The only advice I can give you is, first, do tell your family, because they need to know. And second, start reading, so you can find out more about it. You are probably in your honeymoon period right now, when control is easy, but it doesn't stay that way, and you need to get ready for when it gets harder. And your family needs to be able to support you, which they can't do if they don't know.

And there ARE answers, but you need to educate yourself to find them. I'm sure other people will come up with names of books -- DO read them.
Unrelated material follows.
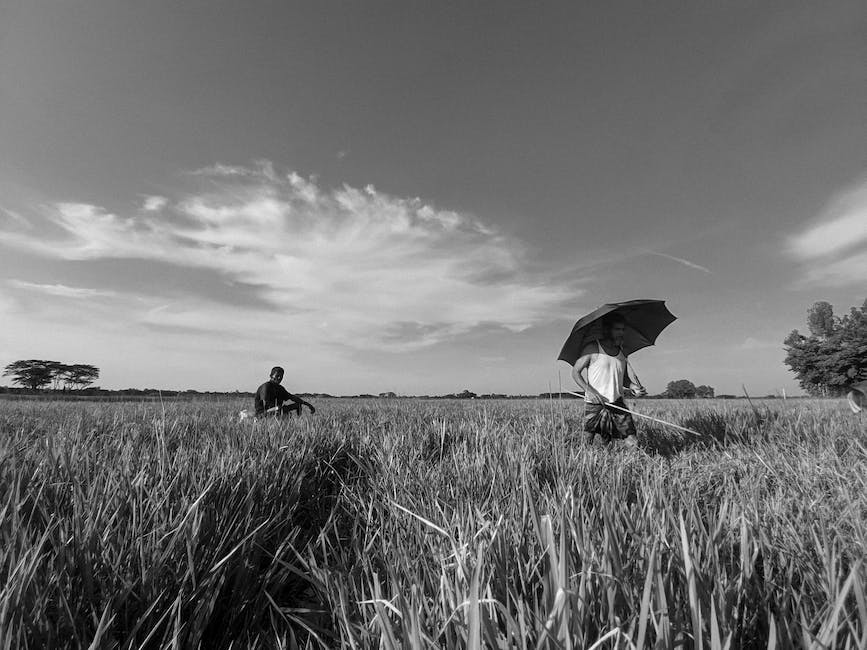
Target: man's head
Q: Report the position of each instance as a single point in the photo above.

Wishing you the best of luck!
I found out last week and I feel the same way. It has strained my relationship with my boyfriend so much. I feel guilty feeling sorry for myself but I can't help it. It's like life revolves around diabetes and blood glucose numbers now instead of you. I just turned 20 and I feel like everything I had plans for I now have to put on hold. Hopefully it gets easier.
I felt as you do when I was dx. Denial for months, though I was compliant with meds. I realized I had accepted it when I dove into research almost full-time.

How are you doing?
Not much to add to previous comments.
Continue physical activity, it has a very positive impact on your health; the more intense the better.
As you most certainly have heard by this time, Type 1 Diabetes is a very simple condition to deal with, but only as long as you're willing to put in the effort. You can lower your A1C and BG very quickly and keep them that way, it's all a matter of attitude.
I hear you on this one my friend..I am now about 59 days in this prison of a diabetic life. I am 45 and had no clue until I had that wonderful 30lb weight loss and ended up in DKA..I on the other hand have taken this condition to teach. Everyone seems to think it's that diabetes where you take a pill..LOL!!! I guess I figure the more people I tell, the more people will be aware of their own health as well as mine (in case I go hypoglycemic) .. I also have written numerous correspondences to the first lady since she has a platform for better eating habits for children. ( Look at what's out there for adults--UGH even worse) I travel for a living so this has been a huge shock to my career. Again, don't be afraid to tell anyone---the more support you have, the easier it may be. Also, it's ok to be mad ---mad that you have to completely change your life as you knew it and it's ok to be sad---sad that life as you knew it is gone...BUT be happy--happy the the good lord gave you the chance to wake up today and lead a better,healthier and yes challenging life. I think he chose all of us T1's because he knew we would be strong enough to handle this and be role models for others in our life...When people uderstand what you go through in a day just to keep sugars in a safe zone, they will admire your perseverence and COOLNESS!!!!

Wow that was a good way to express yourself it was kinda of poetic. u have found the right site for support and to get more insight on your condition. Enjoy the site they are very friendly and helpful...

I feel your pain. Four days ago I was diagnosed and my head is still spinning. I feel so fragile now. I am afraid to do anything, go anywhere, or even be around anyone.
Anyway, I am glad to be on this forum. Your message helped me a lot.